Un tercio de las empresas participantes en el estudio ofrece mecanismos automáticos de adhesión, un tercio ofrece un incremento automático de aportaciones y un quinto ofrece reequilibrio automático de la cartera de activos. Casi un 67% de los participantes ofrece el ciclo de vida como instrumento más común para reequilibrar las carteras de activos.

La implantación de mecanismos de automáticos varía según los países. Estados Unidos y Latinoamérica están a la cabeza, seguidos por Asia-Pacífico, Europa y Reino Unido. Se espera que este tipo de instrumentos estén implantados en la mayoría de los países en poco tiempo.

Esta rápida implantación de mecanismos ‘automáticos’ en los planes de aportación definida puede responder a los índices de participación que, aunque son altos, no responden a los planeados por los promotores. La mayoría de las empresas que han participado en el estudio pretende conseguir una alta participación por parte de sus empleados. El 75% de las organizaciones estableció unos objetivos que varían desde el 80% al 100%, aunque en la actualidad sólo la mitad consiguió una participación del 80% ó más.
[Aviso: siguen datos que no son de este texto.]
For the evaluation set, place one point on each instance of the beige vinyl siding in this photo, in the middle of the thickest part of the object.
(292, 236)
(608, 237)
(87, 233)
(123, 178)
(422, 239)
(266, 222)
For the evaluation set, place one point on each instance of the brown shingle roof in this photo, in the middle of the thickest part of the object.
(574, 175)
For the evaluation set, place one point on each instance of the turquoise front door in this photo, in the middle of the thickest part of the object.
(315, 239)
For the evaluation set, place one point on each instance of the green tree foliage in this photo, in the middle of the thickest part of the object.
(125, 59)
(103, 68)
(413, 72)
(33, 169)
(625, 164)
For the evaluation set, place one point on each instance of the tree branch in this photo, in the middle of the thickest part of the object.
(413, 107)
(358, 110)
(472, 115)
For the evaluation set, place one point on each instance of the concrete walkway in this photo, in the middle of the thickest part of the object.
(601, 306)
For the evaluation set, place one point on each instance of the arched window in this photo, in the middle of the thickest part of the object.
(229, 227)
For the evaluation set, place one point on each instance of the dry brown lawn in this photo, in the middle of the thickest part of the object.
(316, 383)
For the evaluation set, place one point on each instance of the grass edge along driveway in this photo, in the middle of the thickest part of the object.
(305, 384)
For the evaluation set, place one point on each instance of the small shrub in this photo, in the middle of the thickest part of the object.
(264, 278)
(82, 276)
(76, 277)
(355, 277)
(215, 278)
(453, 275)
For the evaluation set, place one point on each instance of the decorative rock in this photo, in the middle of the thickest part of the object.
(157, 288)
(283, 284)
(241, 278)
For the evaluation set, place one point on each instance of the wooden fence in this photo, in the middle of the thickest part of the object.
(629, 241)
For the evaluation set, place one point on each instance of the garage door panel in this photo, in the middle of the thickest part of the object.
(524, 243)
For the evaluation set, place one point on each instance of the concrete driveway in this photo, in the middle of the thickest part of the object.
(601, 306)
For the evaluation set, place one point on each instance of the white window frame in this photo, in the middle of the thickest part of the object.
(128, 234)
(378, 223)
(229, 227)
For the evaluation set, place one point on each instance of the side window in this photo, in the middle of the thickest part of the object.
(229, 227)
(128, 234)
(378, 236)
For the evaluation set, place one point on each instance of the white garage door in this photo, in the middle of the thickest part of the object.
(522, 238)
“Los mecanismos de adhesión automática en los planes de pensiones tienen gran aceptación en algunos países y se están extendiendo rápidamente a otros países para motivar a los empleados y cumplir con las expectativas de los promotores de aumentar el índice de participación”, explica Eduardo Jáuregui, socio responsable del área de previsión social de Mercer para el Sur de Europa.

La mayoría de las compañías participantes ve su papel como “facilitadores” proporcionando seguridad a la jubilación. Ya no ofrecen planes de prestación definida a nuevos empleados y están ofreciendo a estos nuevos trabajadores planes de aportación definida competitivos en el mercado (aunque quizás no son totalmente suficientes), junto con formación que les capacite para conseguir las coberturas adecuadas para ellos. Estas empresas están animando a los empleados a que adquieran más responsabilidad en cuanto a sus ahorros para la jubilación.

“No obstante, creemos que no todos los trabajadores están preparados para tomar esta responsabilidad. A lo largo de los años, los trabajadores han confiado en la empresa y en los fondos del Estado como garantía de su seguridad financiera a la jubilación. Algunos países alrededor del mundo están planeando o han reducido ya prestaciones de la Seguridad Social y pretenden ampliar la edad de jubilación. Si dos de las tres patas que sustentan el sistema se recortan simultáneamente (Gobierno y empresa), la tercera pata (los ahorros individuales del empleado) se tambaleará”, concluye el socio de Mercer.